For several years now, gender experts within the development field have been rallying around an argument that no one can deny: supporting women’s rights is the “smart” thing to do. They have sold the economic argument for empowerment to donors and policy-makers and have managed to bring women’s economic empowerment to the center stage of development talk.
That is a good thing, one should argue, and certainly, the data is there. UNWOMEN says that increasing women and girls’ education contributes to higher economic growth, and both the World Bank and the IMF are constantly reminding us that greater gender equality can enhance economic productivity and improve development outcomes.

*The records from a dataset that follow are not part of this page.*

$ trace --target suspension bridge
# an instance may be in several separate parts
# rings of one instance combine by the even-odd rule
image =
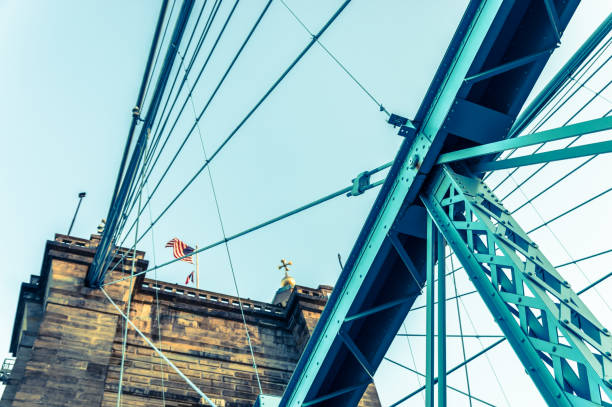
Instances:
[[[203,405],[218,405],[138,328],[130,317],[131,297],[123,307],[116,287],[132,287],[145,274],[155,273],[157,281],[158,272],[186,257],[222,248],[258,383],[256,405],[356,406],[372,383],[379,393],[387,388],[378,378],[389,373],[380,376],[381,371],[401,372],[416,384],[389,382],[396,389],[393,397],[402,394],[389,406],[511,405],[508,393],[521,392],[520,381],[505,380],[499,370],[506,366],[495,366],[488,357],[505,346],[537,389],[529,395],[534,405],[537,399],[550,406],[612,406],[612,336],[606,327],[611,321],[605,316],[612,309],[603,290],[612,276],[605,269],[612,253],[609,233],[601,246],[588,245],[590,251],[575,255],[573,242],[564,242],[553,228],[573,219],[569,233],[588,235],[595,232],[581,221],[584,211],[609,218],[609,206],[597,205],[612,190],[601,172],[612,157],[612,101],[607,97],[612,14],[534,91],[547,62],[563,46],[580,1],[470,1],[418,111],[406,117],[401,106],[379,100],[326,46],[328,30],[358,1],[340,2],[318,29],[285,0],[262,2],[203,100],[194,95],[203,92],[198,86],[239,0],[227,8],[220,0],[162,1],[106,223],[85,278],[86,287],[101,292],[125,320],[117,405],[129,331],[184,379]],[[252,38],[270,23],[267,13],[275,5],[286,10],[308,41],[208,150],[201,123]],[[230,233],[210,167],[314,49],[371,103],[380,126],[393,129],[401,140],[399,149],[341,189]],[[186,117],[189,125],[181,122]],[[194,138],[201,142],[203,160],[176,194],[165,194],[164,183],[175,182],[172,169]],[[210,184],[221,237],[193,253],[136,267],[136,250],[144,239],[152,238],[158,222],[201,178]],[[282,396],[266,393],[230,242],[332,200],[360,199],[370,190],[376,190],[376,198],[359,221],[350,254],[340,259],[342,271]],[[154,214],[152,199],[160,197],[165,203]],[[543,211],[539,202],[552,209]],[[288,270],[289,263],[282,264]],[[117,274],[124,269],[127,274]],[[568,276],[570,269],[578,280]],[[574,281],[581,285],[574,287]],[[413,347],[422,352],[415,356]],[[478,373],[472,366],[483,360],[487,364],[481,363],[480,370],[487,373]],[[484,395],[474,382],[483,376],[494,383]]]

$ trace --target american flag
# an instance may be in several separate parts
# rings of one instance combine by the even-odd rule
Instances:
[[[178,259],[179,257],[187,256],[188,254],[193,253],[193,251],[195,250],[193,247],[187,246],[185,242],[180,241],[176,237],[170,240],[168,243],[166,243],[166,247],[172,247],[172,251],[173,251],[175,259]],[[192,256],[184,257],[181,259],[181,261],[186,261],[187,263],[193,264]]]
[[[194,282],[195,280],[193,279],[193,271],[191,273],[189,273],[189,275],[187,276],[187,280],[185,280],[185,285],[189,284],[189,282]]]

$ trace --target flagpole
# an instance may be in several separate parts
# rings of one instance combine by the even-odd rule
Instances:
[[[196,245],[195,258],[196,258],[196,288],[199,290],[200,289],[200,267],[198,264],[198,245]]]

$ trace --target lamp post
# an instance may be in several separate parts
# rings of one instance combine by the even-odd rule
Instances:
[[[70,222],[70,227],[68,228],[68,233],[67,233],[68,236],[70,236],[70,232],[72,232],[72,226],[74,226],[74,221],[77,217],[77,213],[79,213],[79,208],[81,207],[81,202],[83,201],[83,198],[85,198],[85,195],[86,195],[85,192],[79,192],[79,203],[77,204],[76,211],[74,211],[72,222]]]

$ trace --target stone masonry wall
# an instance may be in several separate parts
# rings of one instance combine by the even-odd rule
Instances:
[[[132,327],[122,352],[123,318],[100,290],[83,284],[96,243],[62,235],[48,242],[40,298],[20,300],[30,323],[15,328],[17,361],[0,407],[115,406],[122,354],[123,406],[206,405]],[[137,271],[146,269],[144,253],[136,257]],[[126,263],[107,282],[125,277]],[[133,289],[129,280],[105,289],[123,310],[131,296],[130,319],[215,404],[253,405],[260,389],[237,298],[142,276]],[[243,301],[264,394],[283,393],[330,290],[297,286],[286,307]],[[373,386],[359,405],[380,406]]]

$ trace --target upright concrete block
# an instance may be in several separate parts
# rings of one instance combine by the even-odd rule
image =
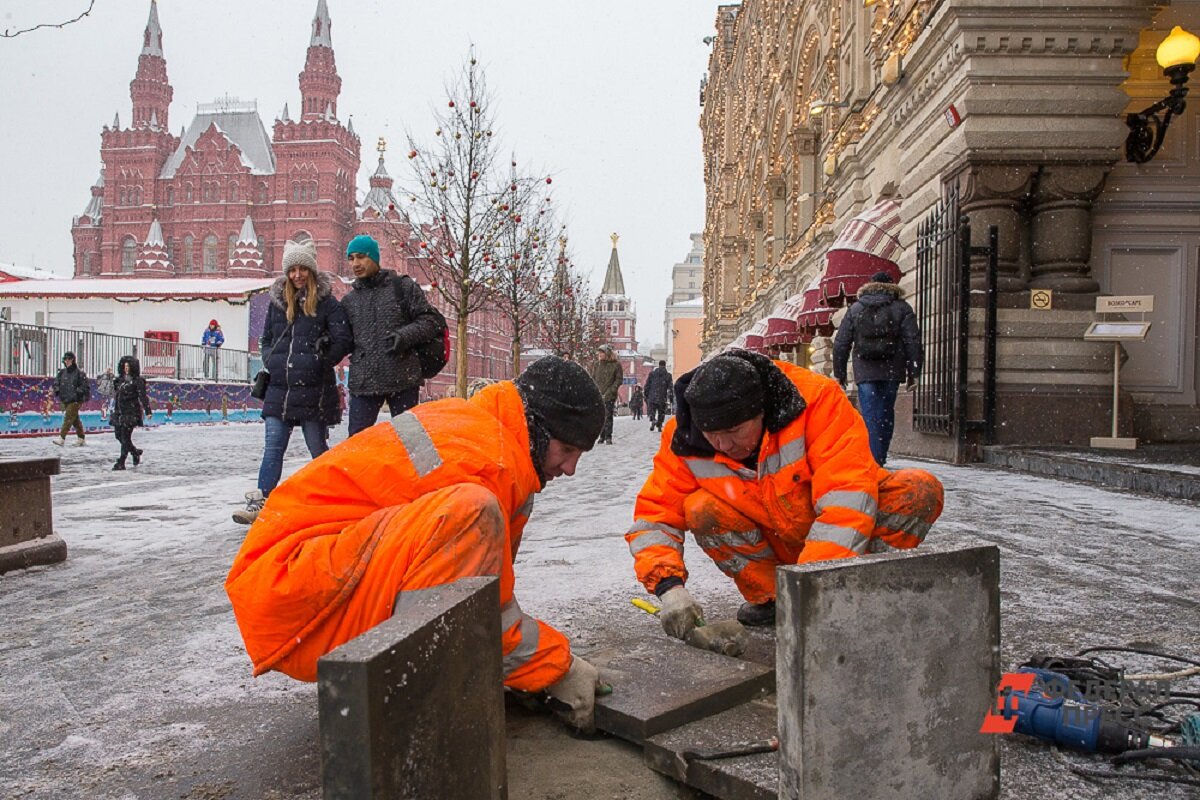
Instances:
[[[508,796],[499,586],[405,592],[317,662],[325,800]]]
[[[781,567],[779,796],[995,798],[995,547]]]
[[[66,559],[50,506],[58,468],[57,458],[0,458],[0,574]]]

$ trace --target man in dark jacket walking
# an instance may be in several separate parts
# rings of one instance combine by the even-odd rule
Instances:
[[[667,372],[667,362],[660,361],[658,366],[646,376],[646,413],[650,416],[650,430],[662,430],[663,417],[667,413],[667,398],[671,394],[671,373]]]
[[[621,370],[621,362],[612,345],[602,344],[596,354],[596,363],[592,367],[592,380],[604,398],[604,429],[600,431],[600,441],[612,444],[613,414],[617,408],[617,392],[621,389],[621,381],[625,373]]]
[[[421,362],[415,347],[442,332],[437,311],[407,275],[379,268],[379,244],[356,236],[346,246],[354,289],[342,300],[354,333],[350,354],[350,423],[353,436],[375,424],[387,401],[392,416],[417,404]]]
[[[91,398],[88,377],[83,374],[83,370],[76,366],[75,354],[71,351],[63,353],[62,363],[63,368],[54,378],[54,396],[63,404],[63,423],[62,430],[54,443],[59,446],[66,444],[67,431],[74,428],[75,435],[78,437],[76,444],[82,445],[84,443],[83,422],[79,419],[79,406]]]
[[[925,353],[921,331],[903,290],[886,272],[877,272],[858,292],[833,340],[833,375],[846,386],[846,362],[854,351],[858,407],[867,423],[871,455],[887,463],[896,426],[896,392],[901,381],[917,385]]]

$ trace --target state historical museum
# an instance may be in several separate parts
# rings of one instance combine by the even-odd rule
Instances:
[[[268,134],[255,103],[224,98],[199,104],[173,134],[173,90],[152,0],[129,85],[133,118],[122,127],[118,117],[101,132],[103,170],[71,226],[75,276],[267,277],[287,239],[313,239],[322,269],[345,273],[342,252],[356,223],[379,214],[363,209],[364,220],[356,205],[359,137],[338,119],[341,85],[329,11],[319,0],[296,119],[285,105]],[[390,179],[382,182],[390,190]]]

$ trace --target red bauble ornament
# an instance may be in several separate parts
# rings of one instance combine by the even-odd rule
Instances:
[[[520,215],[520,214],[517,214],[515,217],[513,217],[513,222],[520,222],[520,221],[521,221],[521,215]]]
[[[395,211],[395,210],[396,210],[396,204],[388,203],[388,211]]]
[[[474,108],[474,107],[475,107],[475,101],[474,101],[474,100],[472,100],[472,101],[471,101],[471,108]]]
[[[472,172],[472,173],[471,173],[471,177],[472,177],[472,178],[478,178],[478,177],[479,177],[479,173],[478,173],[478,172]]]
[[[416,151],[416,150],[409,150],[409,151],[408,151],[408,157],[409,157],[409,158],[416,158],[416,157],[417,157],[417,151]]]
[[[454,101],[453,101],[453,100],[451,100],[451,101],[450,101],[449,103],[447,103],[446,105],[447,105],[447,106],[449,106],[450,108],[454,108]]]
[[[546,178],[546,183],[554,183],[554,179],[553,179],[553,178]]]
[[[438,287],[438,282],[437,282],[437,281],[430,281],[430,282],[429,282],[429,285],[430,285],[430,286],[432,286],[433,288],[435,288],[435,289],[436,289],[436,288]]]
[[[425,242],[421,242],[421,249],[422,249],[422,250],[426,250],[426,249],[428,249],[428,248],[429,248],[429,245],[428,245],[428,244],[426,244]]]

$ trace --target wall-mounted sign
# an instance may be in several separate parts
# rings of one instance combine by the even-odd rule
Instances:
[[[1120,314],[1124,311],[1147,312],[1154,310],[1154,295],[1130,294],[1112,297],[1097,297],[1096,311],[1101,314]]]
[[[1149,322],[1093,322],[1083,338],[1093,342],[1139,341],[1146,338]]]
[[[951,128],[957,128],[958,123],[962,122],[962,115],[958,113],[958,109],[954,107],[954,103],[946,106],[946,124]]]
[[[1029,292],[1029,307],[1038,311],[1049,311],[1054,307],[1054,293],[1050,289],[1034,289]]]

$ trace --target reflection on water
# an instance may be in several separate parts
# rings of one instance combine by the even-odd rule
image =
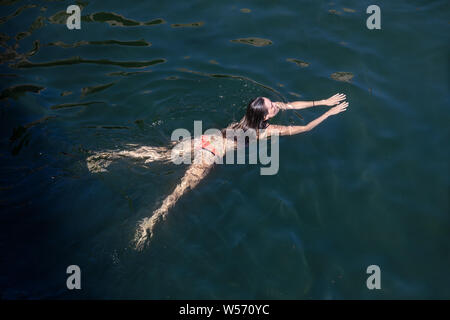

And yet, there is room for critique on an approach that has contributed to further depoliticizing the women’s rights agenda within development policy-making.
Seeing women only as economic agents serves a development model based on the idea that inequalities can be erased through only economic growth, fails to give the full picture. While increases in education account for about 50% of the economic growth in OECD countries over the past 50 years, significant gains in education have not translated into better labor market outcomes for the majority of women. Economic growth itself cannot transform harmful gender norms and barriers to empowerment for women. For that, local communities, men and women together, must be given the resources and support needed to transform their own social ecosystems. Most economic empowerment initiatives today fail to look at this and definitely fail to allocate funds to women’s groups or community associations to do so.
Putting forth the economic argument for empowerment might bring in new champions for women’s economic empowerment, but it certainly doesn’t for the broader feminist agenda of dismantling patriarchal systems and values. Feminist economists are urging development practitioners to look at how existing methods used within standard models are overlooking fundamental drivers of gender inequality. Entrepreneurship models brought in through trainings and workshops mostly reflect a western kind of entrepreneurship that doesn’t always match local markets, traditions, or social norms. And while every woman should be free to become a successful entrepreneur, that vision of success is also one that often fails to resonate with local women. A Women Thrive Alliance member from Zimbabwe once told me “they want us all to be entrepreneurs. They think they can come and train us and give us business skills and we will all become entrepreneurs. I don’t want to be an entrepreneur!”
Now don’t get me wrong, I’m not arguing against economic growth, increased female participation in the workforce, or stronger investments in women-focused economic programming. But, the fact of the matter is, there cannot be a sustained decrease of poverty if the root causes of inequality are not addressed.
One thing I know for sure is that the U.S. government has never solely addressed gender inequality through economic empowerment only. Yet it seems the new administration’s understanding of women’s empowerment is a strictly economic one. President Trump has promised to look at women’s economic empowerment issues during his presidency, nominating Dina Powell to join him at the White House to focus on entrepreneurship, economic growth and the empowerment of women. During his Senate confirmation hearing, Secretary of State nominee Rex Tillerson also used the economic argument for empowerment, saying that he has seen firsthand the impact of “empowering women’s participation in economic activities in the lesser developed part of the world.”
The development community needs to come together to show the new administration that women’s rights require an integrated, intersectional, and holistic approach and that rights cannot be traded for economic opportunities alone. That a woman’s path to empowerment is not restricted to her capacity to gain an income. There is a reason that the United Nations’ Sustainable Development Goal 5 on gender equality and women’s empowerment incorporates issues of violence, economic empowerment, political participation and reproductive rights. Only by working on all fronts to ensure women their full rights will we create economic freedom and empowerment for all.